Driving autonomous vehicles on the road will require software that is completely reliable not just for the vehicle but for the entire environment. This will gradually change the look of our cities on issues such as infrastructure, smart traffic lights and road sensors. Cities will become more digital, providing a viable ecosystem for an increasing number of autonomous cars. Thus, it will create safer and more comfortable cities where traffic can flow without interruptions or congestion.

Driving in autonomous vehicles will not be fun

This myth is one of the most worrying issues for car enthusiasts: being doomed to the role of a sedentary passenger. Some vehicle users believe that the pleasure of feeling their feet on the pedal and their hands on the steering wheel during use will disappear and they do not want this. However, such a situation is not real: autonomous vehicles will not put an end to the fun behind the wheel. No manufacturer can prevent their customers from wanting to use their own vehicles. In the future, vehicle owners will continue to have the option of driving their vehicle themselves or transferring control to the vehicle on preferred roads or in traffic jams.

Autonomous vehicles are vulnerable to hacking

One of the question marks about autonomous vehicles is that they will be vulnerable to hackers. Autonomous vehicles will not be more vulnerable than other cars. But on the other hand, the impact of a hacker attack on the safety-related systems of an autonomous car can have far more serious consequences. That's why manufacturers are constantly developing protective measures against cyber attacks and improving their protection mechanisms. As vehicles become more connected to their environment, so does the effort required for security and cybersecurity.

Autonomous vehicles will require less parking space

Autonomous vehicles do not require less parking space. But they use it much more efficiently. In addition, when it comes to the shared use of the car, the density of vehicles will decrease in metropolitan areas.
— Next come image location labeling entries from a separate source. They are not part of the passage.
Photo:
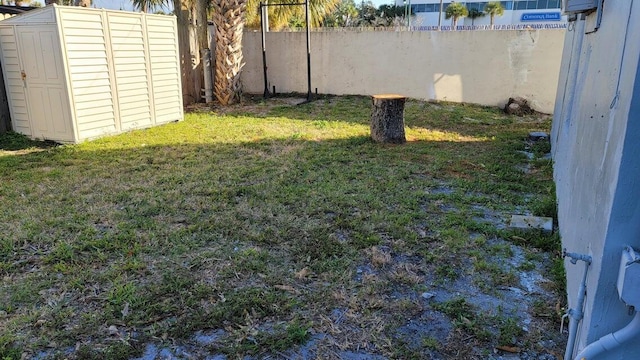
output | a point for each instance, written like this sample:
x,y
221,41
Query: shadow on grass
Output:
x,y
165,233
12,141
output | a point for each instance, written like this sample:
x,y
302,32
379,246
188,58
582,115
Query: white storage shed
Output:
x,y
73,73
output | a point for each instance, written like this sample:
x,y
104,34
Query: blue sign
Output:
x,y
551,16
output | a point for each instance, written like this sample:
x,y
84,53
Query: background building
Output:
x,y
516,12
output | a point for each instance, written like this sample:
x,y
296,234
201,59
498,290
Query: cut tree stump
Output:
x,y
387,118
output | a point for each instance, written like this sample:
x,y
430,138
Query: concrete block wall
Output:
x,y
597,168
482,67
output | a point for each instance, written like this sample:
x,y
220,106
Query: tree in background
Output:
x,y
147,5
456,11
474,14
493,9
228,19
345,14
281,16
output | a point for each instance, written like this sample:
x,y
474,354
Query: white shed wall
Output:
x,y
13,81
104,72
85,42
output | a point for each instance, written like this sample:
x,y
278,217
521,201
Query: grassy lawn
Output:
x,y
270,230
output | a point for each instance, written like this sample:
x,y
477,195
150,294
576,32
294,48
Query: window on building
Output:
x,y
553,4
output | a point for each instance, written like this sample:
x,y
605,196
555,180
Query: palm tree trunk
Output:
x,y
190,64
228,19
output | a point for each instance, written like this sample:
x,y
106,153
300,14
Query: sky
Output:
x,y
126,4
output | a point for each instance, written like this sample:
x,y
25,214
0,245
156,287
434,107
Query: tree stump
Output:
x,y
387,118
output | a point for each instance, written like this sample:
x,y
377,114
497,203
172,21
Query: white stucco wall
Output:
x,y
482,67
595,149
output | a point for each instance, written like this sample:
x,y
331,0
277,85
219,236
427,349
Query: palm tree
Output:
x,y
228,20
280,16
146,5
492,9
474,14
455,11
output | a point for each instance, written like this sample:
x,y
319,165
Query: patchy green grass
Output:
x,y
273,224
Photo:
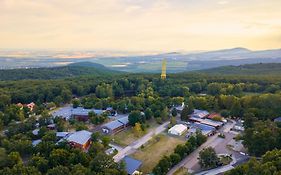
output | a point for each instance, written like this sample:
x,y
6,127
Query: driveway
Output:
x,y
138,143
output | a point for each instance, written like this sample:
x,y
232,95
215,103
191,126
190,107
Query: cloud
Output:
x,y
137,24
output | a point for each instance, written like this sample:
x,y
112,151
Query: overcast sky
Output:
x,y
140,25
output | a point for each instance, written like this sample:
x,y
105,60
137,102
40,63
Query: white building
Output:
x,y
177,129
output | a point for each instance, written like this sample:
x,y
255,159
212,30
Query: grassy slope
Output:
x,y
76,69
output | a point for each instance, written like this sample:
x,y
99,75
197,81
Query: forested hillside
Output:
x,y
247,69
71,70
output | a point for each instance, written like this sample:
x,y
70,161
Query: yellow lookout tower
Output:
x,y
163,74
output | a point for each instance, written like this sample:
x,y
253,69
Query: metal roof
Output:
x,y
124,120
80,137
277,119
131,164
67,112
36,142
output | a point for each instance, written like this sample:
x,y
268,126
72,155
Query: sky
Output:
x,y
140,25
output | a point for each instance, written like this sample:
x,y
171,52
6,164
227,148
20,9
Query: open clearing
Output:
x,y
126,137
155,149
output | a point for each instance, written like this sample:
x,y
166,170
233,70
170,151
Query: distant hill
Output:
x,y
247,69
71,70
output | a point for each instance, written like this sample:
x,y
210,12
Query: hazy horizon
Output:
x,y
140,25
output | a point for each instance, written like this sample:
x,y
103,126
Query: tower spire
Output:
x,y
163,74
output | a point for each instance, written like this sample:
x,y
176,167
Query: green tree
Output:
x,y
58,170
59,157
135,117
40,163
208,158
79,170
174,112
184,113
137,130
148,114
75,103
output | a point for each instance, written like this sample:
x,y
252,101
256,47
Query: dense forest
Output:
x,y
255,99
71,70
248,69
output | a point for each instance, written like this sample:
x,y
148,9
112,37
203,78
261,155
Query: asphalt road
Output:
x,y
191,161
138,143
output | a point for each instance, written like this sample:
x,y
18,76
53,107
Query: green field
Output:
x,y
159,146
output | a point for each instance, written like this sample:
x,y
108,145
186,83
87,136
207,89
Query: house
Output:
x,y
205,129
277,119
80,139
239,126
31,106
209,122
124,120
179,108
177,129
112,127
51,126
61,135
82,114
199,113
36,142
132,165
78,113
35,132
115,126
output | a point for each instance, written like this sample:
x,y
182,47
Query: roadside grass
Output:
x,y
181,171
126,137
155,149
Autonomous vehicles will have to make life-or-death decisions

Regarding autonomous driving, the most decisive factor is; is that the decision rests with the people who programmed the car, not the car itself. The tool can only reflect what the software specifies. Many people have questions about whether a machine can make the right choice in a dangerous situation. However, this question was not included in our lives with autonomous driving for the first time. In fact, it has been a hotly debated topic in ethics for decades, as illustrated in the classic thought experiment "The Tramway Dilemma."

Autonomous driving has revived this debate once again. This time, however, experts say the central point of the discussion is that a self-driving vehicle cannot make its own decision in a dangerous situation, it will only reflect software. In short, he will make the choices his creators have given him. Autonomous vehicles can only take on the ethical decisions and values ​​of the people who designed them and implement them without their own interpretation.

Autonomous vehicles will be so expensive that few people can afford it.

The development of autonomous cars is an undertaking that requires significant investment. In the short and medium term, this of course also affects product costs. However, in the long term, once they are ready for mass production and development costs are amortized accordingly, prices are expected to fall again. In addition, the predicted increase in road safety will significantly reduce the damage to an autonomous car. This will likely further reduce repair and insurance costs. Another important factor is the expected change in the use of mobility: especially in big cities, autonomous vehicles will belong to mobility providers rather than individuals. Or it will be shared by more than one person through sharing concepts. This will increase the efficiency of use and have a positive effect on costs.